L’école m’a toujours fascinée. Ma mère étant enseignante, sa classe était comme ma deuxième maison. Déjà, toute petite je rêvais d’appartenir à ce monde où l’odeur de craie et la promesse de connaissances m’étaient enivrantes.

Je voulais lire, je voulais écrire, je voulais tout comprendre. J’avais soif d’autonomie.

J’étais aussi une enfant un peu anxieuse et ma suce m’a rassurée jusqu’à l’été précédant mon entrée à la maternelle. Mon père, bien malicieux, a su trouver LA technique pour que j’accepte enfin de m’en débarrasser : la troquer contre une boîte à lunch de mon choix. Cet échange a marqué mon entrée dans le monde des grands.

Plus ça change

Cette année, pour la toute première fois je vais vivre l’entrée dans le monde des grands d’une autre manière : mon garçon commencera la maternelle.
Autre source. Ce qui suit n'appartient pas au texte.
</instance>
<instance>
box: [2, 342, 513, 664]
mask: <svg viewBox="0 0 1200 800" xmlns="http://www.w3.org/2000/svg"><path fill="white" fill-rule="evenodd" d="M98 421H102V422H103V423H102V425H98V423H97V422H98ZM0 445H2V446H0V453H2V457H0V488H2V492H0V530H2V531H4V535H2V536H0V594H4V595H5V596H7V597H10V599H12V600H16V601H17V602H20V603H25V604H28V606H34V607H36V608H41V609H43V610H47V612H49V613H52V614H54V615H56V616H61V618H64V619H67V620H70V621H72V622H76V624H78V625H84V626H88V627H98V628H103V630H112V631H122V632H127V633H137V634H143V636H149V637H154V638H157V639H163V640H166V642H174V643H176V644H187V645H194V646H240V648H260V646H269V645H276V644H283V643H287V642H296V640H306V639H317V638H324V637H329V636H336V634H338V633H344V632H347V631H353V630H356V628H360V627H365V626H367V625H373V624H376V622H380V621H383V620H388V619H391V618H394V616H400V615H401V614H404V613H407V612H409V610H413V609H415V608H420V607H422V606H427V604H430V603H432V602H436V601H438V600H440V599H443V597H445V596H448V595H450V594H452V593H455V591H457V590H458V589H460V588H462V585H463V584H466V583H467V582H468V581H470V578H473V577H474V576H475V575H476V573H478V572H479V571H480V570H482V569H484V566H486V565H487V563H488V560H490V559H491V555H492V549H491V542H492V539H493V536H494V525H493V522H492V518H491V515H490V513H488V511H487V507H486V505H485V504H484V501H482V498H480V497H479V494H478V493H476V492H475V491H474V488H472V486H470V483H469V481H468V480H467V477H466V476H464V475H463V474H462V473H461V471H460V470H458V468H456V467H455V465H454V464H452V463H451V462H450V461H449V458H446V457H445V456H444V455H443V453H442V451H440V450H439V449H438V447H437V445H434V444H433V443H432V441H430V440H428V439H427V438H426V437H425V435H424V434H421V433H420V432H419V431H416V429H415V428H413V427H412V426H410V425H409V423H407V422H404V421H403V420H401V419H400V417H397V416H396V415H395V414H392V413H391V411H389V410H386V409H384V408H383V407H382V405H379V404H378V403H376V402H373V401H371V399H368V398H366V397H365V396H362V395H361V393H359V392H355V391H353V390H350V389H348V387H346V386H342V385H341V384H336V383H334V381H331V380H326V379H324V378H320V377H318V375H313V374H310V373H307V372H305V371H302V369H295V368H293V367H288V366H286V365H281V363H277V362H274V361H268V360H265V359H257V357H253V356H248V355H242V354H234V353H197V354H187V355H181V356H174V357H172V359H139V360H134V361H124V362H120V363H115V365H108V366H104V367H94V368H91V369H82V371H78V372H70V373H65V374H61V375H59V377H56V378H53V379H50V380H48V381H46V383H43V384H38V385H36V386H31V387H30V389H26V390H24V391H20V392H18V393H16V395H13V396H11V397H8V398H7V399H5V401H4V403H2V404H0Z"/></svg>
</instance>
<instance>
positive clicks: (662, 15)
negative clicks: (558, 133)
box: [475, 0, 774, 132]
Lui aussi, il a soif d’apprendre. Sa curiosité est sans limites. Il a hâte d’aller à l’école, de rejoindre ses amis. Depuis le printemps dernier qu’il en a plus qu’assez de la garderie. Pour l’encourager et le faire patienter, je lui ai demandé ce qui lui ferait plaisir. Sa réponse m’a profondément émue : « J’aimerais avoir un sac à dos, un vrai, maman. » Nous sommes donc partis tous les deux à l’aventure, à la quête quasi initiatique de l’objet scolaire tant souhaité.

Quand il l’a vu, ce sac somme toute banal mariant le noir, le gris et le blanc, il a craqué : C’EST LUI QUE JE VEUX! J’ai eu beau lui en montrer d’autres, lui dire qu’il avait plein de choix, rien n’y a fait. C’est ce copain qu’il traînerait avec lui à la rentrée. Celui qui, d’ici là, lui permettrait de rêver au monde des grands qu’il attend (im)patiemment.

Mon cœur balance

Évidemment, la maman en moi n’est pas prête à laisser filer la petite enfance de son garçon. C’est qu’il y a quelque chose de rassurant à le voir comme mon bébé. Mais la fillette en moi se rappelle trop bien à quel point la maternelle était le bout du monde. Et, il faut croire qu’elle a encore bien du poids dans la balance, la petite Odile, parce qu’entre mon désir de le garder tout petit et ma joie de le voir grandir, c’est cette dernière qui l’emporte.
 

Je te souhaite la plus belle des rentrées, mon grand garçon. (Message à ma fille : prends ton temps avant de devenir grande, maman n’est pas pressée. Pas pantoute.)